Investment and pension provider Standard Life said only a minority of people would be able to access the flexible drawdown of funds because only certain sources of income would count towards ‘lifetime pension income’ of £20,000 a year.
Andrew Tully, senior pensions policy manager at Standard Life, said: “Even those who do have sufficiently large funds will need to take great care when deciding whether or when to use flexible drawdown option, as any further contributions [to a pension] will be subject to a tax charge of between 40% and 50%.”

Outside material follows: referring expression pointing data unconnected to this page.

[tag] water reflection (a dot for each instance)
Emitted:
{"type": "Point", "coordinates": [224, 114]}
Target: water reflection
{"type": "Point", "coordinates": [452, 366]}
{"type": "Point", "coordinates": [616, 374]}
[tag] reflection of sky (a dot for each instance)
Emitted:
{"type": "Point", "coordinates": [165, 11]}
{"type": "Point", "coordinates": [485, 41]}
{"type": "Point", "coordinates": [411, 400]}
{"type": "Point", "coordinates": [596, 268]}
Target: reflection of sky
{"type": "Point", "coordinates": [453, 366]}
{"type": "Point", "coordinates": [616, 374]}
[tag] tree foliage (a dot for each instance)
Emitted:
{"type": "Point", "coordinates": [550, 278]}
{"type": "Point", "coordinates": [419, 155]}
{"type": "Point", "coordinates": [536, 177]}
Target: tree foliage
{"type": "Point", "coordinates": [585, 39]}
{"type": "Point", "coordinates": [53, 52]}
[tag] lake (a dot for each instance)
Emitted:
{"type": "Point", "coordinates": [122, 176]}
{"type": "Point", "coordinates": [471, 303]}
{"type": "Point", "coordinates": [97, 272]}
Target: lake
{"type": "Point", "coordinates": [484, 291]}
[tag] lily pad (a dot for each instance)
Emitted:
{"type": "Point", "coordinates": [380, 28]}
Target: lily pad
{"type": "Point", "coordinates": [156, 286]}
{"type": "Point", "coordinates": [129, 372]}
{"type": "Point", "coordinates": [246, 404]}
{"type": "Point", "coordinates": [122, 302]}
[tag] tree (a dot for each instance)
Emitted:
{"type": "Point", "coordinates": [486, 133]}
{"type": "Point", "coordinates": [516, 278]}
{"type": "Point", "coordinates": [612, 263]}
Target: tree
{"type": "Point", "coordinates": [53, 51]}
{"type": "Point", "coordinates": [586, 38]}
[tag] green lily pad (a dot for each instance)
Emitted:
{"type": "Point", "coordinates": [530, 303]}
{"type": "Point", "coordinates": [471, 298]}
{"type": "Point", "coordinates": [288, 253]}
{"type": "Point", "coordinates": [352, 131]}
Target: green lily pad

Michelle Mitchell, Age UK charity director, said: “Many people, particularly the relatively wealthy, will welcome proposals to liberalise the way in which they draw their pension savings. However we are extremely concerned about the very significant costs and risks involved with the government’s proposals to allow more people to draw income directly from their funds.”
Mitchell said the government and regulators needed to ensure anybody considering a different way of drawing their pension was fully informed of the potential risks, such as the value of investments falling and costs.

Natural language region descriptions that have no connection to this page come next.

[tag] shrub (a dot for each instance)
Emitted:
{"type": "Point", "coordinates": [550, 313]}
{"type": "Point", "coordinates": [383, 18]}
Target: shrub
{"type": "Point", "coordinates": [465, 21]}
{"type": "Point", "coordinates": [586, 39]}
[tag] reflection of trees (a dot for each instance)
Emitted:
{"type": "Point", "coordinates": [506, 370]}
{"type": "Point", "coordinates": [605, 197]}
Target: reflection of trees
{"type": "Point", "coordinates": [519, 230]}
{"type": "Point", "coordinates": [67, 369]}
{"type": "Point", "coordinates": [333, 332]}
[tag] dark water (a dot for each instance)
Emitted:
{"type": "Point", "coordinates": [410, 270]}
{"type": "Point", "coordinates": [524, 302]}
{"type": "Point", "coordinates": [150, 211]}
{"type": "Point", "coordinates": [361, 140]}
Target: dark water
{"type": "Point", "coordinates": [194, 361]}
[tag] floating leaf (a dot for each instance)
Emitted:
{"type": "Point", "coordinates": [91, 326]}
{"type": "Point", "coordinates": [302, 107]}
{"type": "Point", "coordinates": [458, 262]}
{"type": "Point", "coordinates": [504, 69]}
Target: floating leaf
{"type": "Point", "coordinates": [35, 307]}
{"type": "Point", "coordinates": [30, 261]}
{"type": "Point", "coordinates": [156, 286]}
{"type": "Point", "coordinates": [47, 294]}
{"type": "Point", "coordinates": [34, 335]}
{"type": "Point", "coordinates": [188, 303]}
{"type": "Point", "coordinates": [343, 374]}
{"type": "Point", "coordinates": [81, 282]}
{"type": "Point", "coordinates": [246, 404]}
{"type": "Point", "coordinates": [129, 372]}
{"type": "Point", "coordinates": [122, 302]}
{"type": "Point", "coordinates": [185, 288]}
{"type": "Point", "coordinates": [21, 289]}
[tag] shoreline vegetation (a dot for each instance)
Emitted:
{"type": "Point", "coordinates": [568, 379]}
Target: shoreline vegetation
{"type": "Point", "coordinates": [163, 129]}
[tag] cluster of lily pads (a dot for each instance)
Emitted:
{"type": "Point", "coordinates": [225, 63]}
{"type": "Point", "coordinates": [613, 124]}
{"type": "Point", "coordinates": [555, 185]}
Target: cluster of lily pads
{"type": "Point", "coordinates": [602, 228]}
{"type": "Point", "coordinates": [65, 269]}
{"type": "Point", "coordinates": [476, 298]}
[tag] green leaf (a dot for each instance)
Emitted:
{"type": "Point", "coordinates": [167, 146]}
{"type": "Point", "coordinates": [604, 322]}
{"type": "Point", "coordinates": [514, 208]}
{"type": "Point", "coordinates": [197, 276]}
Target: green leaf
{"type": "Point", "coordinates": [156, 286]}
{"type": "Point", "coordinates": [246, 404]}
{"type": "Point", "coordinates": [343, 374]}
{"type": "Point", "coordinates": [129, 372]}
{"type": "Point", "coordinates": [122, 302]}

The Treasury said it estimated that 50,000 people currently in a drawdown arrangement with their pension fund could benefit from flexibility in how they drawdown funds.
“As well as those already in drawdown, the measure will also affect individuals who are not yet retired, or who have not yet applied all of their funds to providing a pension, and who may now choose not to buy an annuity,” the Treasury said.

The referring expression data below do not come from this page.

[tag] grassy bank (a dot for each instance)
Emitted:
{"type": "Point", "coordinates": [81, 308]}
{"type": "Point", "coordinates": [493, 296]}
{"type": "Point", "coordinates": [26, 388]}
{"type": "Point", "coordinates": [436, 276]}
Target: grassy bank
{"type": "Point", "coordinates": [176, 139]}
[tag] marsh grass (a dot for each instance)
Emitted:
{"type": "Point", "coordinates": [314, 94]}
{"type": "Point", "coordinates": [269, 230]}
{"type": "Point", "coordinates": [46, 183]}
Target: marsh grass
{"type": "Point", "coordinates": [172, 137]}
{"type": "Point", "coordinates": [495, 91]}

Alternative income drawdown products may be accessed by those people.
Lifetime allowance tax change
On 9 December, the government confirmed that the lifetime annual allowance (LTA) for pensions would be reduced to £1.5million from 6 April 2012.
The Treasury said: “The individuals that will be affected to the largest degree from a decrease in the LTA are those that have accrued pension assets with more than £1.5million as they would need to stop contributing to their pension in order to avoid a tax charge.”
The LTA is the overall limit of pension savings that can be accumulated over someone’s lifetime without incurring tax. The income tax rate on the LTA is 25 per cent on anything above the LTA if taken as a pension, and 55 per cent on the excess if taken as a lump sum.
Anyone with a pension pot already over £1.5million or who expects their pension investment to increase above that level by 6 April 2012 without making further contributions can apply for a personalised LTA of £1.8million, if they cease accruing benefits in all registered pension schemes.
Other tax changes
The service provider Saga was critical of changes to the tax rate on ‘lump sum death benefits’ that will see it increase from 35 per cent to 55 per cent.
Saga director general Dr Ros Altmann said the change to the tax rate on drawdown funds passed on by those who die before age 75 was a large increase, affecting many middle class pension fund holders.